Food safety for your Memorial Day cookouts
Food safety for your Memorial Day cookouts 02:56

PITTSBURGH (KDKA) - It's Memorial Day weekend and that means chances are you're firing up the grill but you don't want any of your party guests leaving your house and getting sick. 

So, let's run down some things you want to keep in mind for the sake of food safety. 

Besides the obvious - make sure everyone handling food washes up and the rest is about temperature, temperature, and temperature. 

Whether it's burgers, dogs, steak, or chicken, it just seems to taste better on a holiday weekend but you'll want to keep food out of the temperature danger zone. 

"If there's bacteria present, it's going to grow fast," explained Penn State Food Safety Expert Mary Alice Gettings. 

That's what makes you sick, so here are the numbers to imprint on your brain: "40 to 140 degrees - that is the temperature where bacteria can grow very rapidly." 

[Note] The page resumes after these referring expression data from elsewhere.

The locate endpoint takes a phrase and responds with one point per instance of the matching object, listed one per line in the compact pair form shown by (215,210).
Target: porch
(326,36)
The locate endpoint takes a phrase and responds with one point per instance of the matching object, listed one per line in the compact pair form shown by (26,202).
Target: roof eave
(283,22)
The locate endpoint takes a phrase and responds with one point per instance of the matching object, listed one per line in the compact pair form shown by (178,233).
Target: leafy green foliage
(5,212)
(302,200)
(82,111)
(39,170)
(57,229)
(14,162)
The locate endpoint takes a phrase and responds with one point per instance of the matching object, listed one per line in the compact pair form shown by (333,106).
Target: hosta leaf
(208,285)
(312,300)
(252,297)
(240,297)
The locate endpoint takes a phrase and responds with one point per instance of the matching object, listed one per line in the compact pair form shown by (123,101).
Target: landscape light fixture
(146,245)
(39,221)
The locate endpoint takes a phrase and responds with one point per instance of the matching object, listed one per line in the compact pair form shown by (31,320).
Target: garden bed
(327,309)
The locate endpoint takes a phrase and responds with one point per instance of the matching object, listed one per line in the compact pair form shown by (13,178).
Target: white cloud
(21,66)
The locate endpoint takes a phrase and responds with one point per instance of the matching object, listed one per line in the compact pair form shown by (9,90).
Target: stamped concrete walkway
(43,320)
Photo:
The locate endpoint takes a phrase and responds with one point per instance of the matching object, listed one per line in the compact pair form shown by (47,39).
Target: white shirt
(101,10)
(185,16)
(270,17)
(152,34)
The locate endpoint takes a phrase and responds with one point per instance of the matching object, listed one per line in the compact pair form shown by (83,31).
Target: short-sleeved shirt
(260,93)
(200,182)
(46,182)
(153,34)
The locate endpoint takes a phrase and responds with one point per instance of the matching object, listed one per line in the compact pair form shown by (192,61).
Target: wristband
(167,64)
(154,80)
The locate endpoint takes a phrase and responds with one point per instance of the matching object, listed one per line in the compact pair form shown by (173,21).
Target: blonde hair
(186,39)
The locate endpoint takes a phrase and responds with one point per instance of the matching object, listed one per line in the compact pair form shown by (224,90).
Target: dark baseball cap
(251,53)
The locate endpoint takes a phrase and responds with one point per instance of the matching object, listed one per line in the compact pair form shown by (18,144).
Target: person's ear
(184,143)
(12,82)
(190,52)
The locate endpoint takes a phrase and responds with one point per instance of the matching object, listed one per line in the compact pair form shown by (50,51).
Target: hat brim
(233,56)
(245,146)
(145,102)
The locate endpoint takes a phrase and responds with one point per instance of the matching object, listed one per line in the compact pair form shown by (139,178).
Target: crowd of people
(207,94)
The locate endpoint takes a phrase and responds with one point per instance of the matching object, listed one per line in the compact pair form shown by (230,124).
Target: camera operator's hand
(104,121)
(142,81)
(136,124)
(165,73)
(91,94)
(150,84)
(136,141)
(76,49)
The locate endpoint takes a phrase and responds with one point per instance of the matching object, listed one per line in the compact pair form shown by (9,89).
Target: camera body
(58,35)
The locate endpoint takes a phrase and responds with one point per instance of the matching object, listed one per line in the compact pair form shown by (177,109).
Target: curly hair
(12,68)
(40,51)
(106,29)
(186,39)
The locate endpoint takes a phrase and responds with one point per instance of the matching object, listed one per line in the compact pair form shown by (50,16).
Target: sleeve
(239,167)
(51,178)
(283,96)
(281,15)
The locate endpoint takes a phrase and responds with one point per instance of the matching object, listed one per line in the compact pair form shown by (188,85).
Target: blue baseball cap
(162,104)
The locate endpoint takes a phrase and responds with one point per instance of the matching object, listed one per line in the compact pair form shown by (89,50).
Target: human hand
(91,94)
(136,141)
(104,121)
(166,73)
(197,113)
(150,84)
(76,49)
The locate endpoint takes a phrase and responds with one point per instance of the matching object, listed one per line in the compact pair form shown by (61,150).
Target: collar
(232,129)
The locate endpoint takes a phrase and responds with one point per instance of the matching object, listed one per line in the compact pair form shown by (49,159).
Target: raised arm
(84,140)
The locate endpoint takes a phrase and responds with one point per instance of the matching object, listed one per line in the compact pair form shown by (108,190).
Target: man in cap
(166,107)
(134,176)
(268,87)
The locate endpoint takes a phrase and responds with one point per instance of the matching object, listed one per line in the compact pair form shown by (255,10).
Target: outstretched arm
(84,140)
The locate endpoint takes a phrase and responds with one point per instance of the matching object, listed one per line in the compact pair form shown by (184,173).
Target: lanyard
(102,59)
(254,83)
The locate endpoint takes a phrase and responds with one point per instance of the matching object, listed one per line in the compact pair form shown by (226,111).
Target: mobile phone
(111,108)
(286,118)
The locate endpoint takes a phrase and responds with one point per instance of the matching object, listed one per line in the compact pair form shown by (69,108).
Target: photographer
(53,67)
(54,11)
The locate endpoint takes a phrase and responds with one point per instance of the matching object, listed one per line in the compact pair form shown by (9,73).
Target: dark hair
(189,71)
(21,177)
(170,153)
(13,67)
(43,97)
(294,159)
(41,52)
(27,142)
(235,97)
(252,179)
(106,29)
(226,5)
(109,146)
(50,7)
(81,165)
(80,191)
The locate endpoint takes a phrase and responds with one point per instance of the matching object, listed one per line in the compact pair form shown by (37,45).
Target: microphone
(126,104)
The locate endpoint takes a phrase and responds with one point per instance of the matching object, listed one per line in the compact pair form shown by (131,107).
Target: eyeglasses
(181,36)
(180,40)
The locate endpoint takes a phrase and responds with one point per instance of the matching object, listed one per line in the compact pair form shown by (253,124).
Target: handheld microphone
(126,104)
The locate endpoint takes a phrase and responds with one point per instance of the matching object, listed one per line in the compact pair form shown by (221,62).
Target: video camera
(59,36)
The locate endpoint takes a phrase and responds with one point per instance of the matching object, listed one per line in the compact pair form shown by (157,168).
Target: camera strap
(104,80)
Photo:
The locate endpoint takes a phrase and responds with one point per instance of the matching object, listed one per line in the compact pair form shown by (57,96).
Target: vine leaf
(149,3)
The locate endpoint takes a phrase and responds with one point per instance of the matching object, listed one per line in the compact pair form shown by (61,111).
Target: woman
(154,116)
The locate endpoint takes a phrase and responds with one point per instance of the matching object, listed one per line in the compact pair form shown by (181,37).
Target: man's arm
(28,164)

Gettings said that means the cold foods need to stay under 40 degrees and the hot foods over 140. If you're putting food out for a crowd, it's probably going to slip into that danger zone. 

"You have two hours before you have to put them in the refrigerator and then if it's close to the 90-degree temperature you have an hour," she said. 

Gettings explained you can help extend the comfort zone with cold foods by putting them on ice. 

Temperatures are key when cooking so make sure you have a cooking thermometer. 

"The hamburger temperature should be 160 degrees in the middle," she explained. "You should not eat pink hamburgers, pink hamburgers could have E.coli. As for chicken, it's 165 degrees in the thickest part." 

Then for steak, it's 145 degrees, but make sure it rests three minutes after cooking. 

"Cross-contamination is one of the biggest causes of foodborne illnesses," Gettings said. 

So, Gettings said to be careful about your cooking utensils - a spatula only touches the cooked side of the meat and tongs should be replaced when you're cooking chicken because you don't want to contaminate the side of the chicken that has been cooked. 

You also should never put cooked food on a plate that was used for raw food. 

Finally, the key is not to leave anything out over two hours before you get it into the fridge, but that two-hour clock only pauses the bacteria growth. When you get out the leftovers, eat them immediately. 

Gettings also made this point, and not just for this weekend, when you grocery shop, make sure that the meat is the last thing you get before checkout and get it home to the fridge as soon as possible. 

You don't want to drive around with meat warming in the back of your car.